Il étudie la question des rapports entre l’alimentation et les maladies de dégénérescence (cancer, maladies cardio-vasculaires etc.), et s’aperçoit que des études ont été faites sur la question, mais que la médecine préventive intéresse généralement peu les médecins, qui aiment mieux soigner les malades qu’éduquer les bien-portants.

Il découvre que la plus grande partie des habitants de la Terre, ce qu’on appelle le Tiers-monde, se nourrit précisément de céréales, de légumes et de fruits.

Il apprend que les excès de lipides, de protéines et de calories, ainsi que l’insuffisance de fibres, sont les principaux facteurs alimentaires de maladies (de nos jours, toutes ces idées sont devenues banales en ce qui concerne les calories, les lipides et le manque de fibres. Mais beaucoup de gens croient encore qu’il faut manger un maximum de protéines, dont pourtant les excès sont aussi nuisibles que les carences).

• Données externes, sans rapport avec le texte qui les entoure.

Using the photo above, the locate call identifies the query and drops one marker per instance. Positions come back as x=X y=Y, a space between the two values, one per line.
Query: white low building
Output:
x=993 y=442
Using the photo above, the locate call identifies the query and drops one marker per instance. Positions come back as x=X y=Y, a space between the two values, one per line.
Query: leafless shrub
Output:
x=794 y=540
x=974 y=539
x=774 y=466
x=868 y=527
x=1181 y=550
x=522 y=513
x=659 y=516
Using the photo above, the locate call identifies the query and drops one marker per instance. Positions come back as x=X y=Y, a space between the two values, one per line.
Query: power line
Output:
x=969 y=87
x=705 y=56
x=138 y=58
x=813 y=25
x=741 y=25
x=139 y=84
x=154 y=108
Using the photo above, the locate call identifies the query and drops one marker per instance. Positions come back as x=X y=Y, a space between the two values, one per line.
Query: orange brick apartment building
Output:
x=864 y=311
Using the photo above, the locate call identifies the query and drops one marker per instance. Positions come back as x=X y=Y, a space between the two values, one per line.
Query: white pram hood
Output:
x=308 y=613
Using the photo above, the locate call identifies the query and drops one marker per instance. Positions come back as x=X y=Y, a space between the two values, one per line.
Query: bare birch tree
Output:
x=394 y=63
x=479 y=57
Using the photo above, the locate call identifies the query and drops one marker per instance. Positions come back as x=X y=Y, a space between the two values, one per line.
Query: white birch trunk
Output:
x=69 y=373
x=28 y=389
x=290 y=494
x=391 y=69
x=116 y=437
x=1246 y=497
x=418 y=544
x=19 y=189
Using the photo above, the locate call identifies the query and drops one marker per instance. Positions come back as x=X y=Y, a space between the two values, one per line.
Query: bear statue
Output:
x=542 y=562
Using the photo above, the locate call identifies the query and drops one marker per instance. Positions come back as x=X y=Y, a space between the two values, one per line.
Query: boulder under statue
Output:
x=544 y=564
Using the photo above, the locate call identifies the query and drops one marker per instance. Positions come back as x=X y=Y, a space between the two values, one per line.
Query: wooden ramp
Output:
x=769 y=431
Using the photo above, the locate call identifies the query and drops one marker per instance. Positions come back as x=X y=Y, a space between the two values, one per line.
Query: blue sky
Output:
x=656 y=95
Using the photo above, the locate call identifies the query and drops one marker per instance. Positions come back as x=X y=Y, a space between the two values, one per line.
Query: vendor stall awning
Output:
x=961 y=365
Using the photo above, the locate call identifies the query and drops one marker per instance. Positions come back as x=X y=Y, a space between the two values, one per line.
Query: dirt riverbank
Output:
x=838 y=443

La maladie est une réponse du corps aux agressions toxiques internes. Il faut trouver les causes de la maladie, et le régime qui va rétablir l’équilibre.

« En retrouvant cet équilibre, nous donnons au corps la possibilité de se débarrasser de ses toxines et de se guérir lui-même avec le temps, car la restauration de l’équilibre permet au système immunitaire de se renforcer afin de mieux lutter contre le processus cancéreux ».

Il prend conscience qu’il est responsable de sa maladie. Responsable, ça ne veut pas dire coupable, ça veut dire qu’on y peut quelque chose.

 

La philosophie macrobiotique bouleverse sa conception de Dieu qu’il découvre plus grand et plus majestueux qu’il le croyait, car il découvre l’harmonie et l’admirable organisation du monde.

Il recommence à aller à l’église, il revient à Dieu, se confesse et communie. Il découvre qu’il était égoïste, ambitieux, matérialiste.

« Mon cancer venait de ce que j’avais pris et pris encore (…). Maintenant si je voulais vivre, il me fallait commencer à donner. Je passerais le reste de ma vie à donner que cela ne pourrait se comparer à ce que j’avais reçu, surtout ce dernier don, le plus beau de tous – me voir rendre la vie et donner cette sagesse, après avoir gâché tant d’années de mon existence. J’en tirai une grande leçon : Dieu accorde ses bienfaits même à ceux qui ne le méritent pas. Telle est l’essence de l’amour. Je me promis de distribuer à mon tour ces mêmes présents qui m’avaient été si libéralement accordés – de répandre ce savoir et de m’attacher aussi fermement que possible aux vertus qu’il renfermait ».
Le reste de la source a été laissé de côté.